Criminal history records will be discussed in Senate Judiciary; and Medicaid measures will be up for debate in Assembly Health and Human Services, Assembly Ways and Means and Senate Human Resources and Facilities.

Ways and Means also is reviewing AB25 and AB482, dealing with child welfare and foster care services.

Also Monday, Senate Government Affairs is considering SB342, dealing with complaints against police officers.

The agenda for Tuesday -- April Fools' Day -- includes a batch of tax bills in both Senate and Assembly Taxation committees. Among them is Majority Leader Bill Raggio's SB308, to make counties split growth in property tax revenues with the state.

Millions of dollars worth of capital improvement projects will be considered in a joint budget subcommittee hearing. The biggest is a $32.2 million psychiatric hospital in Las Vegas.

Another budget subcommittee will look at spending plans of the Office of the Military, Department of Public Safety and Department of Corrections.

Also Tuesday, Assembly Judiciary will review AB441 and AB462, homeland security measures that require, among other things, monitoring to see who has access to lists of explosives permits.

Assembly Government Affairs will take up AB428, a Douglas County-spawned proposal that would make it tougher for citizen groups to use the initiative process to impose growth controls or other county master plan changes.

Election laws and campaign finances will be discussed in Assembly Elections, Procedures and Ethics. Lake Tahoe is on the agenda in Senate Legislative Affairs and Operations. And Senate Transportation will discuss a proposed magnetic-levitation train linking Las Vegas with Southern California.

On Wednesday, Assembly Education considers bills that require libraries in public high schools to be open to the general public when classes aren't in session.

Also at midweek, Assembly Health and Human Services considers AB503, which modifies the state's medical marijuana laws.

On Thursday, the last day the lawmakers get their regular pay, Assembly Government Affairs will discuss AB464, establishing a commission that would review lawmakers' salaries.

Senate Judiciary deals with SB430, which would let ex-felons who've completed jail sentences, parole or other penalties to petition courts for the right to own and use a gun.

More tax measures are up for discussion in both Assembly and Senate Taxation. And more election law changes are up for debate in Assembly Elections, Procedures and Ethics.

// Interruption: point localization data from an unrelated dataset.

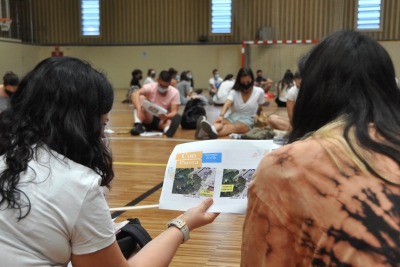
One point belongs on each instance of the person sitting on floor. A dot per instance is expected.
(220, 97)
(151, 74)
(184, 88)
(331, 197)
(245, 100)
(283, 87)
(7, 89)
(263, 82)
(53, 163)
(162, 94)
(280, 123)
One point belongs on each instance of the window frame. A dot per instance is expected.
(380, 29)
(211, 20)
(81, 20)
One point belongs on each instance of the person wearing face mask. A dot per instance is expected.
(162, 94)
(136, 77)
(284, 124)
(151, 75)
(214, 83)
(7, 89)
(224, 89)
(174, 76)
(245, 101)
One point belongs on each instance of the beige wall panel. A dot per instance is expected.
(119, 61)
(274, 60)
(30, 56)
(10, 56)
(393, 48)
(183, 21)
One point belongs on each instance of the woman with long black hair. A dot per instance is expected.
(245, 101)
(53, 162)
(331, 197)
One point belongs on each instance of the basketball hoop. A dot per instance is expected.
(5, 24)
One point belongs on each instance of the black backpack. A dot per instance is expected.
(193, 110)
(131, 235)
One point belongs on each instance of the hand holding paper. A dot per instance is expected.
(153, 108)
(221, 169)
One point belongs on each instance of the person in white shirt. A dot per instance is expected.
(214, 83)
(283, 86)
(7, 89)
(245, 101)
(151, 75)
(223, 90)
(53, 161)
(281, 123)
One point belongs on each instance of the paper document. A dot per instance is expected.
(153, 108)
(151, 134)
(221, 169)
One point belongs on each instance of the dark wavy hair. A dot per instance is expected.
(287, 81)
(243, 72)
(58, 106)
(184, 76)
(10, 78)
(349, 76)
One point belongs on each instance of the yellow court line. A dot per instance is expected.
(140, 164)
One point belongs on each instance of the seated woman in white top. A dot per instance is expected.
(52, 163)
(151, 75)
(184, 88)
(283, 87)
(245, 101)
(220, 97)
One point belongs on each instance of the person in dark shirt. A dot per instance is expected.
(136, 77)
(262, 81)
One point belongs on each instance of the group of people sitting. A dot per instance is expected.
(331, 197)
(7, 89)
(241, 97)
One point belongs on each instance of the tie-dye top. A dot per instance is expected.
(304, 211)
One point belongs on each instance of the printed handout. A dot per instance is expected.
(221, 169)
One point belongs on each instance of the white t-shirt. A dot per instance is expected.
(292, 93)
(251, 106)
(148, 80)
(223, 91)
(215, 82)
(69, 214)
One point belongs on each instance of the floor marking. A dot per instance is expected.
(138, 199)
(134, 207)
(152, 139)
(139, 164)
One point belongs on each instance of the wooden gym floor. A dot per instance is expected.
(139, 165)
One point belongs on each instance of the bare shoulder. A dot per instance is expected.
(305, 152)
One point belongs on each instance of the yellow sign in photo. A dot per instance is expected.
(227, 188)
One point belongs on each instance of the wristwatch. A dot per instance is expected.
(181, 225)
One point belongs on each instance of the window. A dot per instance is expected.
(221, 16)
(369, 15)
(90, 17)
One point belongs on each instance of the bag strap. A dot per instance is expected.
(137, 232)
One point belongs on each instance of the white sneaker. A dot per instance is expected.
(200, 134)
(209, 129)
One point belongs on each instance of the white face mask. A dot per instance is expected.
(106, 141)
(162, 90)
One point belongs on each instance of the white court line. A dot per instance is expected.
(134, 207)
(153, 139)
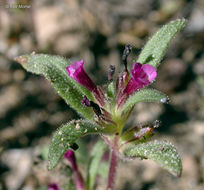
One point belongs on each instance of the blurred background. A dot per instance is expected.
(97, 31)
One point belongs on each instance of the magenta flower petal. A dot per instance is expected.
(53, 186)
(150, 72)
(142, 75)
(76, 71)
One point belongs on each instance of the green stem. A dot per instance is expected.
(113, 165)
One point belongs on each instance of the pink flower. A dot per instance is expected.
(76, 71)
(53, 186)
(142, 75)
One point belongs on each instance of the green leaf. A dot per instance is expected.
(156, 47)
(66, 135)
(54, 69)
(96, 156)
(163, 153)
(144, 95)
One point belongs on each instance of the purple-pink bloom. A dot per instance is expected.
(76, 71)
(53, 186)
(141, 75)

Also Thursday, Senate Finance takes up SB191, a massive bill introducing federal No Child Left Behind reforms and revising state school testing procedures.

And Assembly Judiciary reviews AB460, the cigarette crackdown bill giving merchants new powers to prevent minors from trying to buy smokes.

On Friday, Assembly Constitutional Amendments reviews AJR7, which proposes to amend the Nevada Constitution to allow for limited annual legislative sessions. Now, lawmakers meet every other year.

Also Friday, Assembly Judiciary studies AB320, a bill designed to lower medical malpractice insurance and speed up reimbursements for doctors.